Her gün o müzeye gidişim bu yüzden. O tabloya bakıp hiçbir şeyin bir rüya olmadığını hatırlatıyorum kendime ve her gün aynı sokağı turluyorum. Geçidin açılacağını umarak. Genzimi dolduran kokusunu duyuyorum hala, dudaklarının sıcaklığını hissediyorum. Yüce Tanrım, hiçbir zaman itaatkar bir kul olmayı beceremediğimi biliyorum. Ama yalvarırım acı bana.. Acı ve bu içimdeki karanlığı sök al. Yada beni ona geri gönder..
********
Bu lanet olası yeri planlamamıştım. Oturduğum yerden kalktım ve yerde uyuklayan sarhoşun üzerinden atlayarak demirlere yaklaştım.
"Lanet olsun, kimse yok mu?" Bu belki onuncu bağrışımdı. Sonunda merdivenlerden tombul bir polis indi. "Neden bağrıyorsun, sirk kaçkını." Sinirlerimi bastırmaya çalıştım.

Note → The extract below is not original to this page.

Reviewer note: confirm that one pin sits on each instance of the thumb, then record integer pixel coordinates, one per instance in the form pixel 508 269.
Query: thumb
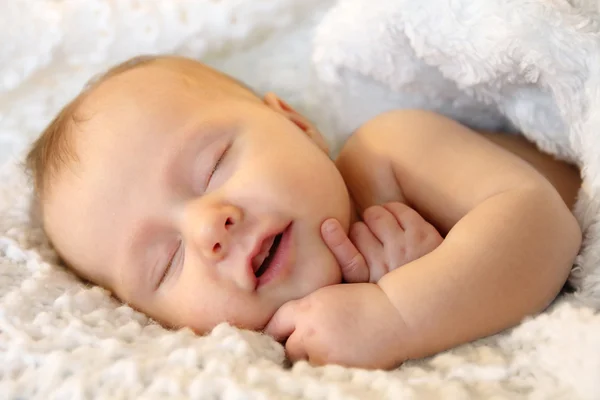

"Bak dostum, tek istediğim bir kişiye ulaşmak, eğer bunu benim için yaparsan!.." O koca ağzını açıp güldü. "Bunu neden yapmak isteyeyim ki?" Derin bir nefes aldım.
"Para için tabii ki." dedim. Ardından gülümsemesi yayıldı ve gözleri ışıldadı.
"Ne kadardan söz ediyoruz?" Demirlerin izin verdiğince ona yaklaştım.
"Sen söyle?" Sırıtışı iğrenç bir hal aldı. "Biraz görelim bakalım.
"Elimi belimdeki keseye attım ve 2 adet altın çıkardım ona uzattım." Onu bana bul, tüm kese senin." Başını salladı.
"Adı neydi?" Sessizce şükrettim. "Katherina Evangeline Dartmount! Büyükannesi Bayan Claymount'la yaşıyor." Genç adamın gözleri daha da çok parladı.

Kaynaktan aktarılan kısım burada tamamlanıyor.